M. Mauro Poggia, conseiller d'Etat. Mesdames et Messieurs les députés, les avis exprimés pour soutenir ce texte sont partagés par le Conseil d'Etat. Nous considérons en effet que l'absence de prise en considération du critère de la population respective des cantons est problématique, parce qu'évidemment, plus un territoire est petit et sa population nombreuse, plus le prix du terrain est élevé, sa disponibilité faible et la difficulté à trouver des lieux d'hébergement, grande. Or, ce critère n'est aujourd'hui pas pris en considération, alors que 6,1% des demandeurs d'asile annoncés en Suisse sont attribués au canton de Genève.
Malgré ce constat, le Conseil d'Etat considère que le renvoi à Berne d'un texte comme celui qu'on propose ici serait inutile, voire contreproductif, sachant que mon collègue Pierre Maudet et moi-même travaillons déjà, précisément dans l'intérêt de Genève sur ce plan, à attirer l'attention des autorités fédérales sur ce thème. Vous savez aussi que le Parlement fédéral a voté récemment une restructuration dans le domaine de l'asile, qui implique une refonte des forfaits versés aux cantons ainsi qu'une modification de la répartition des requérants dans ceux-ci pour tenir compte d'autres prestations que les cantons accordent. C'est le cas de Genève, avec un centre de renvoi qui lui permettra de bénéficier d'un nombre moins important de requérants d'asile attribués. Pour ces motifs, Mesdames et Messieurs, et quand bien même le Conseil d'Etat est conscient de la souffrance qu'implique cette politique publique en amenant à devoir supporter un nombre de requérants supérieur à celui que nous pouvons prendre en charge - l'ouverture importante d'abris de protection civile en est la démonstration - nous vous demandons de rejeter ce texte. Je vous remercie.

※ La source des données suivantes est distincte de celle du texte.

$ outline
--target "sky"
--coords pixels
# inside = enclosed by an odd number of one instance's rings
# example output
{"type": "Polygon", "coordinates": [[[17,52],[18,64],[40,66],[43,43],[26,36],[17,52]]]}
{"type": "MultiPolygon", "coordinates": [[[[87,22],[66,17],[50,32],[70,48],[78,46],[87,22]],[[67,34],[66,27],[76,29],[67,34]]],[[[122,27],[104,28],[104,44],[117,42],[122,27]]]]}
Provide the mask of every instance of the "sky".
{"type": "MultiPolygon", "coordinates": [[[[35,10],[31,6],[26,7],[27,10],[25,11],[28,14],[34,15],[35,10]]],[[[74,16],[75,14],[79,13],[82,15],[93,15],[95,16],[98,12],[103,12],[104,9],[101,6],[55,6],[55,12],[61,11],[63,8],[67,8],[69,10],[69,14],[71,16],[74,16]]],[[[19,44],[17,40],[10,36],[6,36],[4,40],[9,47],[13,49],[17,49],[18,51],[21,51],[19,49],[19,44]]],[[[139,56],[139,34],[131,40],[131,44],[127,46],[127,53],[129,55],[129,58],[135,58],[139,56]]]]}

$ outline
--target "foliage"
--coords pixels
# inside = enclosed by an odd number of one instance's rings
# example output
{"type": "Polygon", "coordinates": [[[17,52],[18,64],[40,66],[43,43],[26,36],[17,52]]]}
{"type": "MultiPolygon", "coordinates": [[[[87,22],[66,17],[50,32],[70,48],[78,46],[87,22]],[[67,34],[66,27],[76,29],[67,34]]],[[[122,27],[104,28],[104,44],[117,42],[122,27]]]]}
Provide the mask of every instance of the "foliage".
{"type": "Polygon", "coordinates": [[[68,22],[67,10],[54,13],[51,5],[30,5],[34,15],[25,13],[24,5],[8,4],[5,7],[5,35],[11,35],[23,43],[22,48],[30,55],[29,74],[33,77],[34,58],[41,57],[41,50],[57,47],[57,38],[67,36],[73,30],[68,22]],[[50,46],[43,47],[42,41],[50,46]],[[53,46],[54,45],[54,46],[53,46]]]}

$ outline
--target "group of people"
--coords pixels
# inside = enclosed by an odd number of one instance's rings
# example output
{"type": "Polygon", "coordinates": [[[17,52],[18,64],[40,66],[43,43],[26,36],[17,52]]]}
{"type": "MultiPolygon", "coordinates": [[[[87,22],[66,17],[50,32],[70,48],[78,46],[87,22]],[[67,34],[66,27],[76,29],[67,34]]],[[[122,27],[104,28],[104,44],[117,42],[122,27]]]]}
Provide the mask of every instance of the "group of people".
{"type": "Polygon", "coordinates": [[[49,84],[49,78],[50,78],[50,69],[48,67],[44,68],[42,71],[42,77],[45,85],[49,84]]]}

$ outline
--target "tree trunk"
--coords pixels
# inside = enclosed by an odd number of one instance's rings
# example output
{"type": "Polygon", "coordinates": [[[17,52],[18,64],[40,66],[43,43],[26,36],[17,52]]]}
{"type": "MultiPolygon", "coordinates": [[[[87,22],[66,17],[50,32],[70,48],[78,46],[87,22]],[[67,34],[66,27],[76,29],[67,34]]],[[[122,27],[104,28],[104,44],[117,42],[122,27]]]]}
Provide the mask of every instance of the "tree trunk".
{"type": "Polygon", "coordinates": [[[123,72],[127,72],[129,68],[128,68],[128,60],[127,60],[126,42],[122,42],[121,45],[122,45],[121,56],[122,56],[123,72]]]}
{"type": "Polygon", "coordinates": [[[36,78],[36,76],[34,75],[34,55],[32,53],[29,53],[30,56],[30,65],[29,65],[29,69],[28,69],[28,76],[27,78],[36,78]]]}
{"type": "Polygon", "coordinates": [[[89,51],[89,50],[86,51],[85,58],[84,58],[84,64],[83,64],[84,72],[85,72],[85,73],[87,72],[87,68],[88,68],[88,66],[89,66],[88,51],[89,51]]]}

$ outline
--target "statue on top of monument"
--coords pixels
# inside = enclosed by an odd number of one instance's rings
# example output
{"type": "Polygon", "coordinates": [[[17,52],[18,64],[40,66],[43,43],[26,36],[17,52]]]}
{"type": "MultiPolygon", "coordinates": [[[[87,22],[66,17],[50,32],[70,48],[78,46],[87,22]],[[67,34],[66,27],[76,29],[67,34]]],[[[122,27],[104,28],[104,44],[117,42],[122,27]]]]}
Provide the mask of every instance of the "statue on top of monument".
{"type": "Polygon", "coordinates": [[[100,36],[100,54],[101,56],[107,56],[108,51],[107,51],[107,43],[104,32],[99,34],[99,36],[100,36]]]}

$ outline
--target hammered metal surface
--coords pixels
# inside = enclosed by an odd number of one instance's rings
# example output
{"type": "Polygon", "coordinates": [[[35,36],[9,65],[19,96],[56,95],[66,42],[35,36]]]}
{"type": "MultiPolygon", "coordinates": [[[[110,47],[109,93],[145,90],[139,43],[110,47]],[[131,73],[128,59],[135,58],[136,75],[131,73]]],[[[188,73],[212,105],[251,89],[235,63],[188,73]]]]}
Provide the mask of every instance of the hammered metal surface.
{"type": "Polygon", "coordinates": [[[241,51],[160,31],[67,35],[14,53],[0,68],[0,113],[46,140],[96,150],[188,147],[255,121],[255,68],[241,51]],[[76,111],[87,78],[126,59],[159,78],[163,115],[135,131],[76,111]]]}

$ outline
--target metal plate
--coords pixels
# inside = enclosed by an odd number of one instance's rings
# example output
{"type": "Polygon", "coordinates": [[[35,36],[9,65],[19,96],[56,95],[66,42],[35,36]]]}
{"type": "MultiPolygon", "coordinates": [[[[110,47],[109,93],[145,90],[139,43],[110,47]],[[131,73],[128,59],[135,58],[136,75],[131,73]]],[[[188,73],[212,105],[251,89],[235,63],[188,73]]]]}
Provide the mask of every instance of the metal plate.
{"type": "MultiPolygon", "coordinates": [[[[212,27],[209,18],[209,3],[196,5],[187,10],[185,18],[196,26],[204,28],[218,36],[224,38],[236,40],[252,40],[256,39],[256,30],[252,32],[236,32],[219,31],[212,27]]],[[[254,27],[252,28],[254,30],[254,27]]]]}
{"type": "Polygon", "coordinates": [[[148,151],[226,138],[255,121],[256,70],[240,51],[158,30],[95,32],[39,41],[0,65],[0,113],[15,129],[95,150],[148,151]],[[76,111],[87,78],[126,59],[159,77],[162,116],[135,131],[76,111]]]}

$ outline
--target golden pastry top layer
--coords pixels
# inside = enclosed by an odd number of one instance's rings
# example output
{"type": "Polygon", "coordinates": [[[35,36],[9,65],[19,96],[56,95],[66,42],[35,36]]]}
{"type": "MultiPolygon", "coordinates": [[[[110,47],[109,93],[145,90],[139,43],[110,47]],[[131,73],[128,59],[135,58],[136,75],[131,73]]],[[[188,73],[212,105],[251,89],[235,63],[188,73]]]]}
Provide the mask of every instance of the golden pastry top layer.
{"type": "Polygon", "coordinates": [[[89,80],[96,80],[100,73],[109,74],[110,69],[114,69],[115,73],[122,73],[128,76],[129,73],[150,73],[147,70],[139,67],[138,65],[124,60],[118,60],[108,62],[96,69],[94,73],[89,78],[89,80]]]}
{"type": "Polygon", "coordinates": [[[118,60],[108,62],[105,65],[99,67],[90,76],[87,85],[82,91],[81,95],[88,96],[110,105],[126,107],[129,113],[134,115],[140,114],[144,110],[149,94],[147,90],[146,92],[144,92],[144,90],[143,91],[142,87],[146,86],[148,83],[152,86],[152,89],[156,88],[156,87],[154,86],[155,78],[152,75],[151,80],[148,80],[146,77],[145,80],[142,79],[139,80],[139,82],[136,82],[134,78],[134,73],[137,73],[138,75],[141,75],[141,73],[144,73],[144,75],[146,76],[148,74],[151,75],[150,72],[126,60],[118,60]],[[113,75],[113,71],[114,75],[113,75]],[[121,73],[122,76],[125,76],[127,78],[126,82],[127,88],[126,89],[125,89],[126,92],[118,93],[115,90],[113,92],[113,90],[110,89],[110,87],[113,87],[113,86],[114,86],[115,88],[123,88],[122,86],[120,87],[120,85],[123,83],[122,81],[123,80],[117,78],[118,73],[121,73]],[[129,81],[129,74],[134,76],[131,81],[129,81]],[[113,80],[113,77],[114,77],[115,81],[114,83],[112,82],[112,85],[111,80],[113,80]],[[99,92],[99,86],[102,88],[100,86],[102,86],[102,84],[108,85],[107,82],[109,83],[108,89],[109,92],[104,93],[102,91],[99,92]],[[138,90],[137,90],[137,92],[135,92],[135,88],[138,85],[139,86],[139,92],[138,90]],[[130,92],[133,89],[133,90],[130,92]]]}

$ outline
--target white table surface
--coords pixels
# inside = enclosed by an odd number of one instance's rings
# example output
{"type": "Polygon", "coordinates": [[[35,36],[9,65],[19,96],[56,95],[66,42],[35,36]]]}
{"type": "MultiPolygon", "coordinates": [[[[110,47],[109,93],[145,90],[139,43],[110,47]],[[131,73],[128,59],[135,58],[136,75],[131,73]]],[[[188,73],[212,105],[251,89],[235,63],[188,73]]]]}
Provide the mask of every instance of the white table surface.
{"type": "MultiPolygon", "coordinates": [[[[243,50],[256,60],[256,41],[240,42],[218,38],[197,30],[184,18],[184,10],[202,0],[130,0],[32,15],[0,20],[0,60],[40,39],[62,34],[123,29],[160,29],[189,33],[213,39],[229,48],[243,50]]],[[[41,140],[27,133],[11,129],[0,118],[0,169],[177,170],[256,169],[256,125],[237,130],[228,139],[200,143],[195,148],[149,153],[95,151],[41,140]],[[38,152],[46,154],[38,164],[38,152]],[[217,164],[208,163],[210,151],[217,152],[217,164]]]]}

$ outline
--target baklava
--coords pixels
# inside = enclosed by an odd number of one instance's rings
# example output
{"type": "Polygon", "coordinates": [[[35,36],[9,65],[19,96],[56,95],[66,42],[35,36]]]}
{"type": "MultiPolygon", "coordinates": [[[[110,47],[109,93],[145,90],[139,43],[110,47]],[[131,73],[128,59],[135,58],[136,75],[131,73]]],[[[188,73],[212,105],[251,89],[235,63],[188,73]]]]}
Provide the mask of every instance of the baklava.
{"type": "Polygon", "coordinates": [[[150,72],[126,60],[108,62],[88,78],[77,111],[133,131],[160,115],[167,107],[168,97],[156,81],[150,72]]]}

Le président. Merci, Monsieur le conseiller d'Etat. Avant de nous prononcer sur la proposition de résolution, nous allons voter sur l'amendement du MCG, qui figure à la page 51 du rapport. Comme l'a expliqué M. Baertschi, il s'agit d'un changement de l'entité à laquelle s'adresse le texte: celui-ci ne s'adresse plus au Conseil fédéral, mais au Conseil d'Etat, selon la formulation suivante:
«invite le Conseil d'Etat
- à intervenir auprès des autorités fédérales afin de revoir la clé de répartition entre les cantons (art. 21 OA 1) des requérants d'asile en diminuant le pourcentage des requérants d'asile attribués au canton de Genève;
- à intervenir auprès des autorités fédérales afin de revoir le montant des indemnités forfaitaires versées au canton de Genève en application de la loi sur l'asile (LAsi) pour les adapter aux coûts assumés par le canton de Genève.»
Mis aux voix, cet amendement est rejeté par 62 non contre 26 oui et 1 abstention.
Mise aux voix, la proposition de résolution 793 est rejetée par 62 non contre 27 oui.